Satyam, the biggest accounting scandal till date in the history of corporate India came to light on 7 January 2009. The Serious Frauds and Investigation Office (SFIO) submitted its report in April 2009 confirming: (1) falsification of accounts and (2) complicity of the auditors, Price Waterhouse, in the fraud.
The United States Securities and Exchange Commission (SEC) and Public Company Accounting Oversight Board (PCAOB) vide their orders of 5 April 2011 also found Price Waterhouse guilty and collectively fined them $7.5 million (about Rs38 crore).
Stung by the scale and its impact, the Supreme Court of India had ordered the trial to be completed within two years. For various reasons, the Special CBI Court finally gave its verdict on 9 April 2015; almost six years after the fraud came to light. It handed out a jail terms of seven years to S Ramalinga Raju and nine others accused including, two Price Waterhouse Partners.
Barely a month later, a metropolitan Sessions Court in Hyderabad granted them bail and suspended their seven-year rigorous imprisonment.
CBI is yet to appeal against the order of the Session Court. The case is rooted in blatant violations of the Companies Act. Is this case not important enough in the eyes of the Regulators and Authorities and taking up Court’s time?
Glaring dichotomies in approach of the Regulators
Less than a week ago, the government announced higher thresholds for filing appeals at various forums in case of disputes related to income tax. This has been done without amending the Income tax act and reflects a more pragmatic approach. The higher thresholds will not come in the way of filing appeals even for lower amounts if it involves a substantive question of law. Why can’t a similar approach be adopted in case of Companies Act? Two articles which appeared side by side in The Times of India edition recently, perhaps best exemplify the dichotomy in the approach of the regulators.
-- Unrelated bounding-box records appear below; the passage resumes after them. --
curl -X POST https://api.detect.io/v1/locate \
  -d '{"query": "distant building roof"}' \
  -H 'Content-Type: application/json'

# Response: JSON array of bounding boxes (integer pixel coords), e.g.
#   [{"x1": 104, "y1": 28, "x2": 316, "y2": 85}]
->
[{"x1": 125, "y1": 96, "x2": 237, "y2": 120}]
The MCA is considering decriminalisation of the Companies Act for those who are primarily responsible for adherence to the same. The Securities and Exchange Board of India (SEBI) on the other hand is mulling tighter rules for auditors and valuers!
Scams, by the time they are unearthed, if at all, result in irreversible damage. The effective and economical way of avoiding them is by instilling strong deterrents and quick and effective punishment in case of defaults. Litigation and pressure on courts would reduce automatically. The government is however considering dilution of existing provisions.
The panel formed by MCA to consider decriminalization of certain sections of the Companies Act has some respected names including those of Uday Kotak, and Shardul Shroff. One sincerely hopes that they will adopt an objective and holistic approach and not let down the common man by allowing dilution of the Act, especially in cases involving fraud, material misrepresentations etc. At the very least, no amendment should be allowed with retrospective effect. The timing of the proposal, the haste with which the panel has to give its recommendations creates a doubt whether there is more than what meets the eye.
(Sarvesh Mathur is a senior financial professional, who has earlier worked as CFO of Tata Telecom Ltd and PricewaterhouseCoopers.)